LG CNSは20日、18〜19日(現地時間)に米国カリフォルニア州サンノゼで開催された「IoTテックエキスポ2026」に参加したと明らかにした。今回の行事は毎年グローバル情報技術(IT)・製造企業200余りと業界関係者約8000人が訪れるモノのインターネット(IoT)・AI融合技術の展示会である。
今年はIBM、SAP、デロイトなどが展示ブースを運営し、エヌビディア、シュナイダーエレクトリックなどがカンファレンスの登壇者として参加した。韓国企業の中ではLG CNSが唯一参加した。
LG CNSは今回の展示でスマートファクトリー統合ブランド「ファクトバ(Factova)」の中核ソリューションを披露した。ファクトバは製造工程の全過程にAI・ビッグデータ・IoTなどの技術を適用し、生産オペレーションを最適化して工場を知能化するソリューションである。
代表的なソリューションである「ファクトバMES」は全体の製造フローを統合管理する製造実行ソリューションで、生産現場のデータをリアルタイムで収集・分析し、非効率を減らして工場運用を最適化する。産業分野の工程タイプ別機能をモジュール方式で提供し、顧客が必要な機能から導入した後、段階的に拡張できるよう設計した。

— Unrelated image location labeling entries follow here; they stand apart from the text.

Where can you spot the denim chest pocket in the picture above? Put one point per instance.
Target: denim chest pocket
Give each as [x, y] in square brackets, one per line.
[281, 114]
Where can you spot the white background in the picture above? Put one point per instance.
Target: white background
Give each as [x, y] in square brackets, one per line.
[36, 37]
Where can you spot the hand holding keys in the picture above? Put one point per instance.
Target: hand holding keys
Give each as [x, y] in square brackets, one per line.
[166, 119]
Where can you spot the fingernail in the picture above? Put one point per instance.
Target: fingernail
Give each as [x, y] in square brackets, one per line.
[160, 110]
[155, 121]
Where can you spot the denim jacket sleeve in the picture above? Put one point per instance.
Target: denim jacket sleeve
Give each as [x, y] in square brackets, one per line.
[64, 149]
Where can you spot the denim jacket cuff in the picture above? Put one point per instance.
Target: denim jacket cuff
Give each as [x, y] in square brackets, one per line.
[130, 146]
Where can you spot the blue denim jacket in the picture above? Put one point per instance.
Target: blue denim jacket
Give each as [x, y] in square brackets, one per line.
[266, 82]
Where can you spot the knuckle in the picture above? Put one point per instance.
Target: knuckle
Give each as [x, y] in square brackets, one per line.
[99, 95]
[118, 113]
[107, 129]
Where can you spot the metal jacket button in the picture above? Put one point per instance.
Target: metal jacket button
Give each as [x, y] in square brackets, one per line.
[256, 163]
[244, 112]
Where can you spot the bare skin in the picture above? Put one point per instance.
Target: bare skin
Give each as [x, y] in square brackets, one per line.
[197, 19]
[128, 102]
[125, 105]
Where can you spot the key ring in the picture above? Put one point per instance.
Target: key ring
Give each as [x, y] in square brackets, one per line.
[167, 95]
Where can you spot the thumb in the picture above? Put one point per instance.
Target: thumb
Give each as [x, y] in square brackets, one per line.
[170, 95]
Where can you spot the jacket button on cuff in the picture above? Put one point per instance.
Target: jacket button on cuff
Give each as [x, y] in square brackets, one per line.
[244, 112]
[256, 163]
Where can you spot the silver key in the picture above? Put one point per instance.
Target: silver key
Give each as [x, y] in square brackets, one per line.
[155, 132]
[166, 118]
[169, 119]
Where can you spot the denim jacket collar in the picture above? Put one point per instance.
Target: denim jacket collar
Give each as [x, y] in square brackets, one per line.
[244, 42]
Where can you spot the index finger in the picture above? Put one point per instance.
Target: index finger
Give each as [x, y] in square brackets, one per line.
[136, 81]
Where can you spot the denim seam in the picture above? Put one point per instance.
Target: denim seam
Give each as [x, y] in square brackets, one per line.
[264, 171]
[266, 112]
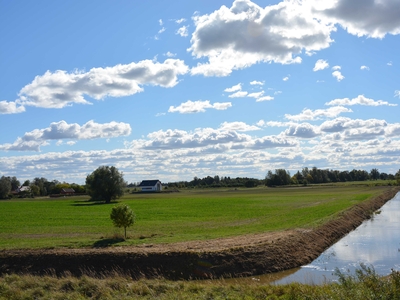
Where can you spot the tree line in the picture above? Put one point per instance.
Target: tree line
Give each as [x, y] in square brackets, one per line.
[106, 183]
[315, 176]
[39, 186]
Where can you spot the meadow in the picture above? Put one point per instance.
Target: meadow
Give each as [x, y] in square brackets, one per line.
[188, 215]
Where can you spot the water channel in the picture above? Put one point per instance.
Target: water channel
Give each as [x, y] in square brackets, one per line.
[375, 243]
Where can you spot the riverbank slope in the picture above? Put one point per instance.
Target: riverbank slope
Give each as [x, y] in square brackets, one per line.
[232, 257]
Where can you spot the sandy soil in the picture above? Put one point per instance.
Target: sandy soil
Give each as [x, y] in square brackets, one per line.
[230, 257]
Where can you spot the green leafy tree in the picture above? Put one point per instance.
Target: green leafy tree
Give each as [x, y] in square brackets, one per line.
[122, 216]
[5, 187]
[374, 174]
[105, 183]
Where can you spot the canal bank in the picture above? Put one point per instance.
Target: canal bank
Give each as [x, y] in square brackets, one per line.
[235, 257]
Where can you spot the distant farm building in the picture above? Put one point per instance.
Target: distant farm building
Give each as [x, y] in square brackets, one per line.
[67, 191]
[151, 185]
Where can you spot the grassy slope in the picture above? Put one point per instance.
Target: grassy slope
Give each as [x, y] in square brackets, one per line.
[166, 218]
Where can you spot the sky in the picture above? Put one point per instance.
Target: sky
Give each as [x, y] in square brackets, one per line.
[171, 90]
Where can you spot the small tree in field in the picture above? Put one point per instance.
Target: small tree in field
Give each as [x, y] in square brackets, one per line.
[105, 183]
[122, 216]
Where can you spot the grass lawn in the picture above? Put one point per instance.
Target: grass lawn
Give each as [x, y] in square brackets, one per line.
[173, 217]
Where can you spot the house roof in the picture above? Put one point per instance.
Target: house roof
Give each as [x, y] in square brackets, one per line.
[149, 182]
[24, 189]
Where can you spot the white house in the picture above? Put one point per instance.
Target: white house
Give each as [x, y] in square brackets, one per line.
[151, 185]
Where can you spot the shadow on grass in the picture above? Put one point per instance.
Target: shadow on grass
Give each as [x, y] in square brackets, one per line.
[107, 242]
[91, 202]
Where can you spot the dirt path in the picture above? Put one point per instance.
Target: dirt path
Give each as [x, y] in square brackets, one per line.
[231, 257]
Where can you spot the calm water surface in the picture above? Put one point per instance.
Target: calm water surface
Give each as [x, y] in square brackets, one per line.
[375, 243]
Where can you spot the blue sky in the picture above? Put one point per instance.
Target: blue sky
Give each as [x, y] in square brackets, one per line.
[173, 90]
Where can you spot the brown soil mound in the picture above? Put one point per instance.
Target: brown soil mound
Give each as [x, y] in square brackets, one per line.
[233, 257]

生産設備データを統合管理する「ファクトバコントロール」もあわせて披露した。このソリューションは異なるメーカーの設備データをリアルタイムに収集・標準化して統合制御し、MESなど上位の運用システムと連携できる点が特徴である。さらに、モーターの電流・温度・振動データを分析して異常兆候を事前に検知するAI基盤の予知保全機能を備える。現在、国内外の製造現場で10万台以上の設備に適用中である。

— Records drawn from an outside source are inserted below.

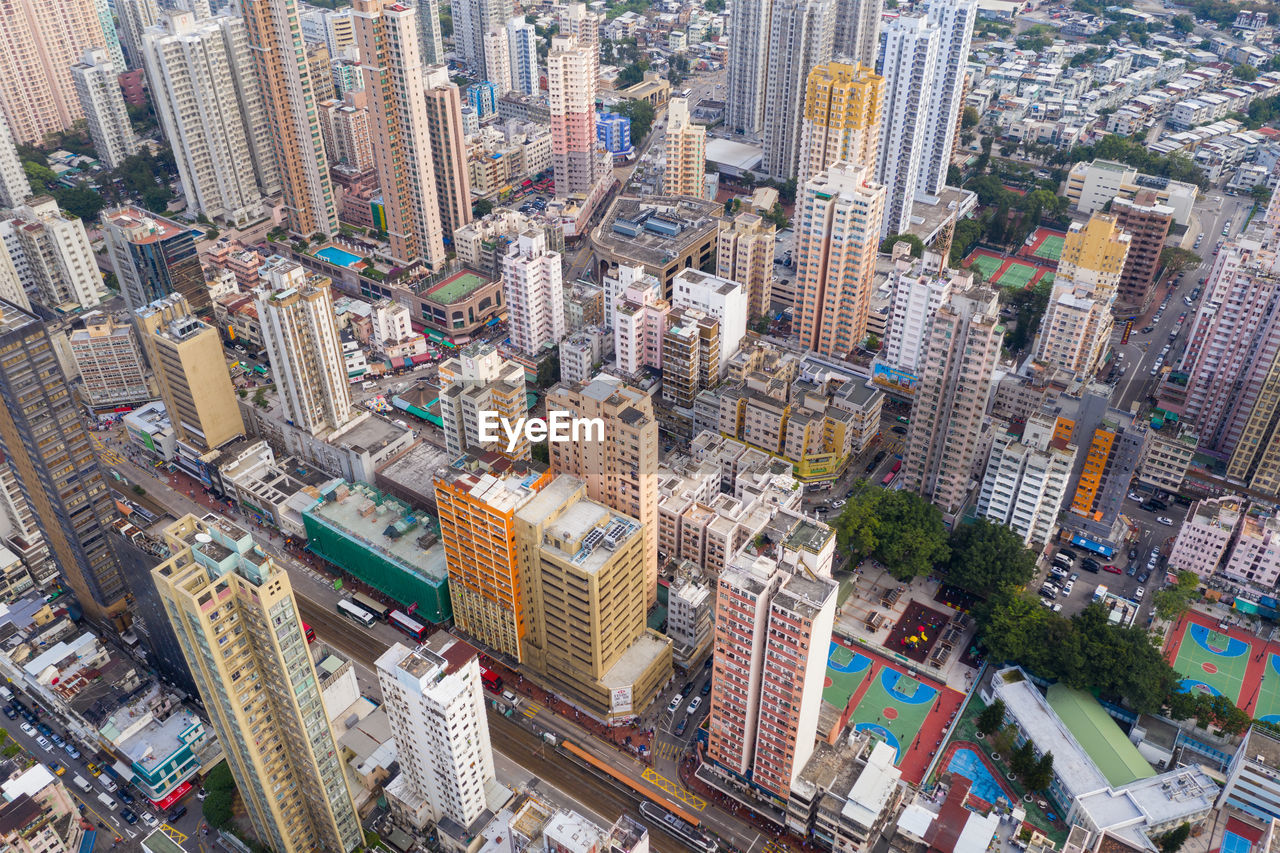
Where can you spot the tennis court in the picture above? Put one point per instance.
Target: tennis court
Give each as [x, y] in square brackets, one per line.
[881, 697]
[1047, 245]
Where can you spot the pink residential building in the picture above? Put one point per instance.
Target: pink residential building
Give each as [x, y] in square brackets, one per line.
[773, 620]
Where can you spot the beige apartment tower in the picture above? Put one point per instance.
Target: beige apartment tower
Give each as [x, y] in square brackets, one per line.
[744, 254]
[841, 118]
[620, 471]
[686, 153]
[292, 112]
[41, 42]
[584, 565]
[387, 33]
[186, 356]
[837, 236]
[960, 357]
[238, 625]
[448, 149]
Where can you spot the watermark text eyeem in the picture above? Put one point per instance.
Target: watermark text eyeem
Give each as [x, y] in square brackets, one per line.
[557, 427]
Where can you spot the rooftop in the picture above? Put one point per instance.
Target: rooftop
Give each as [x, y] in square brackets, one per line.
[380, 523]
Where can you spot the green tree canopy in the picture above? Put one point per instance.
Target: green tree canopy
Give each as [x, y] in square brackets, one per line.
[900, 529]
[987, 556]
[915, 242]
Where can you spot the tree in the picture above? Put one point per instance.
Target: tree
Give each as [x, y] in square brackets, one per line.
[1023, 761]
[80, 201]
[987, 556]
[1173, 601]
[1040, 776]
[992, 719]
[1244, 72]
[915, 242]
[1173, 840]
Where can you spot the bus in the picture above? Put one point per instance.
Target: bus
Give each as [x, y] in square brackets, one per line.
[406, 625]
[356, 614]
[672, 825]
[490, 679]
[380, 611]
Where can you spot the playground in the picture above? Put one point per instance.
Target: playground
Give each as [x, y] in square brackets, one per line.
[1008, 272]
[1045, 245]
[1234, 664]
[880, 696]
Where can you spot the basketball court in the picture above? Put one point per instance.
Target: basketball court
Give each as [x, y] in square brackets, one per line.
[1008, 272]
[1230, 662]
[882, 697]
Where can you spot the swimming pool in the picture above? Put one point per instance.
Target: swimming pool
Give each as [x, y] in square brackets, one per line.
[337, 256]
[983, 784]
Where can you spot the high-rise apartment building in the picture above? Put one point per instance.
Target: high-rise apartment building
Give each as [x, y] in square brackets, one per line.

LG CNSは半導体、ディスプレー、航空宇宙、医療機器など超精密工程管理が必要な産業向けのソリューションも紹介した。設備異常検知(FDC)、工程品質管理(SPC)、異常発生対応(OCAP)ソリューションを活用して工程欠陥を事前に予測し、データ基盤の工程最適化を通じて生産歩留まりを極大化できる。
あわせて生成AIを活用した産業安全サービス「Gen AI安全環境」もデモンストレーションした。現場作業者がスマートフォンで事故写真を撮影し音声メモを残すと、生成AIがこれを分析して事故情報を自動でシステムに登録する方式である。

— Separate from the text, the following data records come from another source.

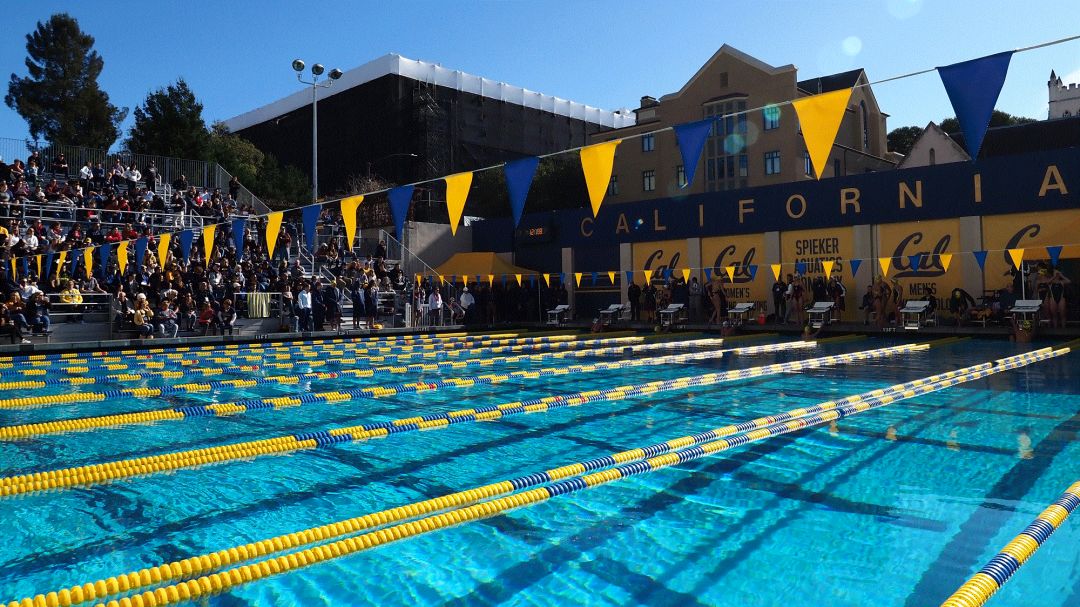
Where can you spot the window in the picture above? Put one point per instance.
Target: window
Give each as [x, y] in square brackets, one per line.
[770, 117]
[772, 162]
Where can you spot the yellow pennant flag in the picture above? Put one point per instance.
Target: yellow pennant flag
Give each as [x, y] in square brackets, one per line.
[88, 260]
[457, 191]
[349, 217]
[1017, 256]
[273, 227]
[122, 255]
[946, 260]
[596, 163]
[820, 118]
[208, 242]
[885, 262]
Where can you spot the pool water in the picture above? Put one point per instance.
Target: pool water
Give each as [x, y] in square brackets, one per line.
[896, 506]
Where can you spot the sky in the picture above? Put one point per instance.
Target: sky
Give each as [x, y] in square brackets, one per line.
[235, 55]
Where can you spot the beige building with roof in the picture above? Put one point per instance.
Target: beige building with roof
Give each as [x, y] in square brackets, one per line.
[747, 148]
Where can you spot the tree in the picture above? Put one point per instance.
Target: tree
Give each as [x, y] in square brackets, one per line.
[61, 99]
[170, 123]
[902, 139]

シン・ジェフンLG CNSスマートファクトリー事業部長(常務)は「スマートファクトリーの構築・運用経験とAXの技術力を土台に北米市場攻略を本格化する」と述べ、「LG CNSの多様なスマートファクトリーソリューションを通じて、中小・中堅の製造企業までAI基盤の工場知能化を実現できるよう支援する」と語った。